If you’re feeling nostalgic for the days when you could easily tinker, hack, or experiment with computers, Upton gets you. That’s exactly why he started Raspberry Pi in the first place—because smartphones and locked-down consoles dulled the curiosity and computing skills of a whole generation. The Pi brought back some of that hands-on magic, and you’d be hard-pressed to find a Computer Science club or primary school coding class in Britain without a stack of them collecting fingerprints.
And yet, even with the resurgence in hobbyist programming, the tidal wave of bad AI reporting threatens to drown more interest before it starts. Scare enough teenagers out of believing tech is a safe bet, and you’re stuck with a workforce that can’t produce the next wave of innovations. The dream of competitive, locally manufactured hardware? Good luck.
Manufacturing’s Real Headache: British Energy, Not Algorithms
As if pipeline worries weren’t enough, Upton points to the UK’s other gift to tech manufacturing: hair-raising energy prices. Forget AI panic; try paying sky-high power bills to keep your factory humming. Britain’s energy costs have been among the highest in the G7 in recent years, putting a nasty squeeze on any business that actually makes things, not just shuffles bits in the cloud.
And it’s not just the factory floor. When workers have to shell out more for energy at home, wages must cover the difference, which means tech companies bleed even more to retain people who can actually afford to show up, switch on the lights, and buy lunch.
AI as Magic, or Just a Management Mirage?
So as headlines keep screaming about AI coming for your desk, take a breath. Most of these stories oversell the speed and scope of change—because fear clicks, as any publisher knows.

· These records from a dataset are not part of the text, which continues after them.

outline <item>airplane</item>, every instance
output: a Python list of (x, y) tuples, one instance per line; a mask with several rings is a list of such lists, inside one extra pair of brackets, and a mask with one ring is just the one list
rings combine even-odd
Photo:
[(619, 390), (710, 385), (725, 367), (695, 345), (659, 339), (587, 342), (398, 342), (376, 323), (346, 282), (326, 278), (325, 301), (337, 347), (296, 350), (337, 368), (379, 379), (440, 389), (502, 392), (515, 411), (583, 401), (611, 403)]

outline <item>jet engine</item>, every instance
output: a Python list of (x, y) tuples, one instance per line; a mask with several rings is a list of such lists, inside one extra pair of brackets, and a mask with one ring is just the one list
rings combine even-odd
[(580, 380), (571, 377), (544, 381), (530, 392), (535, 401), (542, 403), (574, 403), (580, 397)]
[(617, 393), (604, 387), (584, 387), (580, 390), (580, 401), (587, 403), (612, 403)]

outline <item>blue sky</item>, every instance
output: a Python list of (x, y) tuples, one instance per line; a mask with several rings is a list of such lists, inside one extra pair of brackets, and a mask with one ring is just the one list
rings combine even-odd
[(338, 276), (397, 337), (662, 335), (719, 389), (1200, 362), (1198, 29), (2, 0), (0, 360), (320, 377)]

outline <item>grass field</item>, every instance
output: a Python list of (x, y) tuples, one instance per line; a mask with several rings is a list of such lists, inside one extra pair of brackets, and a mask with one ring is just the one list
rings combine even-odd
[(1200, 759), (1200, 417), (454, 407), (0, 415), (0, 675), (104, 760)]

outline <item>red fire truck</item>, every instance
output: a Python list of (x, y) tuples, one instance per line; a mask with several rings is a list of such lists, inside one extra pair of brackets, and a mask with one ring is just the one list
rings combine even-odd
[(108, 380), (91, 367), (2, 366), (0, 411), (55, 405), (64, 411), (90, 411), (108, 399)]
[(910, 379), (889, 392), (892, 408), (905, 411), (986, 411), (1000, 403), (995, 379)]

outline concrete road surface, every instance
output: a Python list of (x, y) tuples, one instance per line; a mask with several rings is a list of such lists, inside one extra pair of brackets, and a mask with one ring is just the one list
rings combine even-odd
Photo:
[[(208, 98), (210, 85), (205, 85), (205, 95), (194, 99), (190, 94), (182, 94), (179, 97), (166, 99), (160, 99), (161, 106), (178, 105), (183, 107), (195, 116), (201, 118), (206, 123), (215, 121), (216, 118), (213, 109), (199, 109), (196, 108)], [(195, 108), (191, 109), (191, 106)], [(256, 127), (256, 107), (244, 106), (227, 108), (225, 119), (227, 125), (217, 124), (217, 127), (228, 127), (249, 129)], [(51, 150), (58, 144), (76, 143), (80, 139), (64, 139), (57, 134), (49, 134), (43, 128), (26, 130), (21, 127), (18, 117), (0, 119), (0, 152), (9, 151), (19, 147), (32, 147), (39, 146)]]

You need tech pros. You need real-world engineers. And you need the next generation to believe it’s still worth getting their hands dirty—literally and figuratively. If the talking heads keep up the doom talk, the only thing we’ll automate away is the ambition that brought tech this far in the first place. If you want proof, just look at the success of Raspberry Pi and ask yourself who you trust more: a boardroom spinning layoffs, or someone who still believes in actual, messy human ingenuity.